O que vem a ser um dogma?
Muitos utilizam essa palavra
sem o pleno conhecimento de seu significado. Bem, segundo o dicionário Houaiss
da língua portuguesa, temos como definição: " s.m. Teologia. Aspecto, item particular, mais
importante de uma doutrina religiosa que se apresenta como algo indubitável ou
inquestionável.
P.ext. Qualquer discurso ou ideologia de teor
inquestionável.
P.ext. Causa delimitada; opinião estabelecida;
preceito.
(Etm. do grego: dógma.atos, pelo latim:
dogma.atis)".
Já a questão da normalidade é mais complexa e vamos
nos utilizar da conceituação de alguns autores que se debruçaram sobre o
tema:
"Segundo Davis (apud Silva, 1997, p. 8), a noção
de norma e normalidade é uma invenção relativamente recente. Embora, como diz
Davis, a tendência a fazer comparações seja muito antiga, a gênese da idéia de
norma e normalidade localiza-se nos séculos XVIII e XIX, em conexão com o
processo de industrialização e de transformação capitalista. Desenvolveu-se aí,
em conexão com noções sobre nacionalidade, raça, gênero, criminalidade e
orientação sexual, um conjunto de práticas e discursos centrados ao redor da
noção de norma e de normalidade. [...] Nesse sentido, a norma se
estabelece a partir do controle, da regulação da população. O interesse em uma
população saudável, perfeita, normal, incide em uma questão mercantilista de
produção, ou seja, sujeitos governados e adestrados para a produção e o
consumo."(http://www.pedagobrasil.com.br/educacaoespecial/inclusaoexclusao.htm)
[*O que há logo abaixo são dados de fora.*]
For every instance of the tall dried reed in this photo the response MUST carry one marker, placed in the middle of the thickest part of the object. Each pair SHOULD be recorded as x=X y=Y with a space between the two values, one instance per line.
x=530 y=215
"Aristóteles afirmava que o
homem é um animal político (“Homo zoon politikon”), o homem é naturalmente
gregário. Diferentes grupos criam hábitos diversos, dependendo tanto do
ambiente quanto do fator histórico ou da sua concepção de rerum natura (do
latim “a natureza das coisas"). Se desprender-se dos hábitos do seu
grupo constituísse anormalidade, estaríamos determinando uma espécie de súplica
por estagnação. As normas seriam invariáveis, impossíveis de qualquer
mobilidade ou modificação. Nosso modo de viver, ao contrário, é um constante
reavaliar do que temos feito e do que podemos fazer, de forma que as normas,
leis, valores morais e padrões estéticos modificam-se com certa frequência no
transcorrer do tempo. Nossa própria concepção de normal é variável."
(http://tenhaumatoalha.wordpress.com/2011/12/12/o-ideal-normalizador-e-as-muitas-visoes-sobre-a-normalidade/)
Dessa forma, a partir dos conceitos
esclarecidos acima, podemos entender o dogma da normalidade seria um discurso
inquestionável sobre algo que está em constante mudança e contradição e, que
não é, de forma alguma natural e sim, uma invenção, adaptação que cada cultura
e época constrói para adequar os indivíduos aos interesses dos setores
dominantes.
E nesse sentido que estamos nos propondo
a refletir sobre o conceito do dogma da normalidade em nossa sociedade.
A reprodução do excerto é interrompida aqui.